On Thursday afternoon, Florida Gov. Ron DeSantis extended the original state of emergency from 26 counties to the entire state. Citizens are advised to execute their emergency preparations, stay informed through their local news stations and stay safe.

The Florida Division of Emergency Management operates under the Federal Emergency Management Agency, and it released a list of counties that are under voluntary/phased evacuation orders. These counties include Glades, Hendry, Martin, Osceola, Palm Beach and St. Lucie.

“Make sure to have a tank full of gas and stock your vehicle with emergency supplies in case you need to evacuate. Listen to directions from local officials and know your evacuation route ahead of time,” the Florida Division of Emergency Management said in a statement. Their site offers more information and links to evacuation zones, preparation and county emergency management.

While Tallahassee is not in the direct path of the projected cones, emergency preparations are still underway. On Thursday afternoon, the city of Tallahassee started preemptive hurricane measures. From 7 a.m. to 7 p.m. at two separate locations, the city is offering sand and bags to citizens who bring their own shovels for up to 25 bags per household.
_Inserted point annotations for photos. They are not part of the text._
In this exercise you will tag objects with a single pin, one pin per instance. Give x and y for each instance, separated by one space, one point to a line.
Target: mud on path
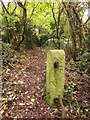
24 89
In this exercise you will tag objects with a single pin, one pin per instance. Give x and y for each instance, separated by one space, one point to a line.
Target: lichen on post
55 76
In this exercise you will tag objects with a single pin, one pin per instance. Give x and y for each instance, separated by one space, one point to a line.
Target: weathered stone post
55 76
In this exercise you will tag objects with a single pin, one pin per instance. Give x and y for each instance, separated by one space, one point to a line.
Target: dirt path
25 89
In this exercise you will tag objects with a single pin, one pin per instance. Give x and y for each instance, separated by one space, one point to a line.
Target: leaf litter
24 90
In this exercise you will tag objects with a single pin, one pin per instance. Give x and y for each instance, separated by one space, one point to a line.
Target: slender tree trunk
71 19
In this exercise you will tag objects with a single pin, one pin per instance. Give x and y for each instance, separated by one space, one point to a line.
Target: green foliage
84 61
9 55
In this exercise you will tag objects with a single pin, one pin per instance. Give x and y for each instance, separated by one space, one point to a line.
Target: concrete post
55 76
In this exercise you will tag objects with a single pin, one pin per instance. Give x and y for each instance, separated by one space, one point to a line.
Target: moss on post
55 76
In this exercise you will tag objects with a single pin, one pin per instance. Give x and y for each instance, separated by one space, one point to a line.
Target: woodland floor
24 87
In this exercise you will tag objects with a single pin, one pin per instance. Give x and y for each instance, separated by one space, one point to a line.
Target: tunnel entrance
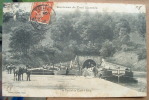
89 63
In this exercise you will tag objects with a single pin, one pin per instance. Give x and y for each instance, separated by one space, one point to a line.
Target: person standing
67 71
28 73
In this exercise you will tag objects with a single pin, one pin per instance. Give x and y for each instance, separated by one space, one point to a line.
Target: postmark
41 14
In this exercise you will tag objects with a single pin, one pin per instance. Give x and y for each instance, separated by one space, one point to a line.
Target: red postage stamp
41 12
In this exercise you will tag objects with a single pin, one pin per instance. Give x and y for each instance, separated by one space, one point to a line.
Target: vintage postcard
70 49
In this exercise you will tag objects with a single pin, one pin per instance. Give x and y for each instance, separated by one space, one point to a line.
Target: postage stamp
41 12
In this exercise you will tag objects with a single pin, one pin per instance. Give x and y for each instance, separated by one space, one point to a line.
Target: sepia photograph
70 49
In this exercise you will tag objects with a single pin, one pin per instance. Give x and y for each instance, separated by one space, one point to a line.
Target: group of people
18 72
Florida A&M University has begun preparations on campus for the Category 4 storm. On Friday evening, FAMU said that its Tampa, Orlando, Brooksville, Jacksonville and Davie locations will be closed until Wednesday. FAMU’s Police Department was unable to provide a comment but through email said, “generators, water, food and other emergency supplies have been moved into place on campus in preparation for bad weather.” Students should be advised that the Foster-Tanner band building will serve as a shelter if evacuation is necessary.

Curt Sommerhoff, the Emergency Management Director at Florida State University, works closely with the National Weather Service in Tallahassee to determine how the campus will move forward. “We’re continuing to monitor the storm and tracking its path. We see how it’s moved east-bound and we’re hoping it continues that way,” Sommerhoff said.

Despite Hurricane Dorian’s recent change, local news and the National Hurricane Center advises citizens to still be prepared for heavy rainfall and possible flooding.